For some reason, people regard “Bayesian statistics” as something controversial and heterodox. Maybe they wouldn’t think so if it were simply called “correct reasoning,” which is all it is.
You don’t have to think of yourself as “a Bayesian” to interpret p-values in the correct way. Standard statistics textbooks all state clearly that a p-value is not the probability that a hypothesis is true, but rather the probability that, if the null hypothesis is true, a result as extreme as the one actually found would occur.
Here’s a convenient Venn diagram to help you remember this:
(Confession: this picture is a rerun.)
If Nature‘s readers really don’t know this, then something’s seriously wrong with the way we train scientists.
Anyway, there’s a bunch of good stuff in this article:
The irony is that when UK statistician Ronald Fisher introduced the P value in the 1920s, he did not mean it to be a definitive test. He intended it simply as an informal way to judge whether evidence was significant in the old-fashioned sense: worthy of a second look.
Fisher’s got this exactly right.
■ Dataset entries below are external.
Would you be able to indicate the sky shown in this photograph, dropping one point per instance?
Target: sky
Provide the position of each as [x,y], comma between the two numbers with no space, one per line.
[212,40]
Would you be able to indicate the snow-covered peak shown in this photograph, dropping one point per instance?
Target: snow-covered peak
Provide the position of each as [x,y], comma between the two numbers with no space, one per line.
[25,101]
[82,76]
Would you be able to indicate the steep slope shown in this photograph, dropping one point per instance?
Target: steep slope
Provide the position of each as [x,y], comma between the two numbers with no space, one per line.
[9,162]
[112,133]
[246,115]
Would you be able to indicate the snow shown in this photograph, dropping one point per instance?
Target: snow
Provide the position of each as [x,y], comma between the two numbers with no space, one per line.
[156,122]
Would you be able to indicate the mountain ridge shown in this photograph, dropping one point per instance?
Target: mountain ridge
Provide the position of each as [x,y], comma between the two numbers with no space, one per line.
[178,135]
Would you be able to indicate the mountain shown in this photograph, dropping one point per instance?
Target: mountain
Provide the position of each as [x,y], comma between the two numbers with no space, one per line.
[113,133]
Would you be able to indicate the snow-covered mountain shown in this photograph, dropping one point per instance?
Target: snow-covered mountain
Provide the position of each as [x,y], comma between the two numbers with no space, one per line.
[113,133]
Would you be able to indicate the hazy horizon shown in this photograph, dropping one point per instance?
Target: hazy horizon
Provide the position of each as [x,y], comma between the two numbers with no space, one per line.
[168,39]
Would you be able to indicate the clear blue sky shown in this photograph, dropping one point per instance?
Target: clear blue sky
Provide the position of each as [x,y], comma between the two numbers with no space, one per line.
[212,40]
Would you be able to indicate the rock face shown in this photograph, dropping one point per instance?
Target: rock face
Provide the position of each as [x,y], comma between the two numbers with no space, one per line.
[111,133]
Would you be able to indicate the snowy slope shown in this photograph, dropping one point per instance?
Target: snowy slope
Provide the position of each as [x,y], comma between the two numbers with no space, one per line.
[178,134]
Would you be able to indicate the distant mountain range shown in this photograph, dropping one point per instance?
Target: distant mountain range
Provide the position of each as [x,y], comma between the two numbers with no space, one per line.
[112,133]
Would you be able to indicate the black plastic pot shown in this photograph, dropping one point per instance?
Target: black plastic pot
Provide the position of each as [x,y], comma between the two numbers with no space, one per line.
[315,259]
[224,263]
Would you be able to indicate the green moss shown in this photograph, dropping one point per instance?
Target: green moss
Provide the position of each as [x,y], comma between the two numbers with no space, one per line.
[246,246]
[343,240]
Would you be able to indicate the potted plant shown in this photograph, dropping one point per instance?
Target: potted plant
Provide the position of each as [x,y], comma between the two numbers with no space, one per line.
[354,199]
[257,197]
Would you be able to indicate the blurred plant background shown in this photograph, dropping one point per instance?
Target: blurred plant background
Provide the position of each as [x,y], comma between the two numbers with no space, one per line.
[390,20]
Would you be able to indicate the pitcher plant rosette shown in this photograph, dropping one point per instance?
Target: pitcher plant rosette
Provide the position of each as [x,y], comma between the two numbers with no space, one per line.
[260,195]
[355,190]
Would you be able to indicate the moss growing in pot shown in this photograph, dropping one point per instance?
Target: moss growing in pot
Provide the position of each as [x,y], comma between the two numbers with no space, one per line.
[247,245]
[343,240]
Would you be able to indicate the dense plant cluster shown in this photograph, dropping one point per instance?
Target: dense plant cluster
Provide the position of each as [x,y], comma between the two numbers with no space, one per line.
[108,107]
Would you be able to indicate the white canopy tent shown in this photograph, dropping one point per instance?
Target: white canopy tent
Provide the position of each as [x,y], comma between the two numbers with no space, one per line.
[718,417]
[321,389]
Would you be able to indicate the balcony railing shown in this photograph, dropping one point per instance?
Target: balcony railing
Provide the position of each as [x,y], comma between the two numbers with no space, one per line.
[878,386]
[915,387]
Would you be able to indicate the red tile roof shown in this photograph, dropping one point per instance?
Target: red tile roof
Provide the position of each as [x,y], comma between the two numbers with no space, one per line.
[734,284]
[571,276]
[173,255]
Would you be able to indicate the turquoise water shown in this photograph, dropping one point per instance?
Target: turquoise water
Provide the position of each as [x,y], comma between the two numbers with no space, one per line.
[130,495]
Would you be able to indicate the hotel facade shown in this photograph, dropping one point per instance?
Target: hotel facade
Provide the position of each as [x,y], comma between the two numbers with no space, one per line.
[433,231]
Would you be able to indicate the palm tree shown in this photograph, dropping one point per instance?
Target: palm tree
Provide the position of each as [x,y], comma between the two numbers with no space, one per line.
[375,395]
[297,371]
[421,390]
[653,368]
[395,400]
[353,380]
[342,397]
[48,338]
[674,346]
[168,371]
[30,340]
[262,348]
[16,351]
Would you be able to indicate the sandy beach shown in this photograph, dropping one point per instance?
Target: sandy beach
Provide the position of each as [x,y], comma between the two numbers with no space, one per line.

The standard in many fields for “statistical significance” is a p-value of 0.05. Unless you set the value far, far lower than that, a very large number of “significant” results are going to be false. That doesn’t necessarily mean that you shouldn’t use p-values. It just means that you should regard them (particularly with this easy-to-cross 0.05 threshold) as ways to decide which hypotheses to investigate further.
Another really important point:
Perhaps the worst fallacy is the kind of self-deception for which psychologist Uri Simonsohn of the University of Pennsylvania and his colleagues have popularized the term P-hacking; it is also known as data-dredging, snooping, fishing, significance-chasing and double-dipping. “P-hacking,” says Simonsohn, “is trying multiple things until you get the desired result” — even unconsciously.
I didn’t know the term P-hacking, although I’d heard some of the others. Anyway, it’s a sure-fire way to generate significant-looking but utterly false results, and it’s unfortunately not at all unusual.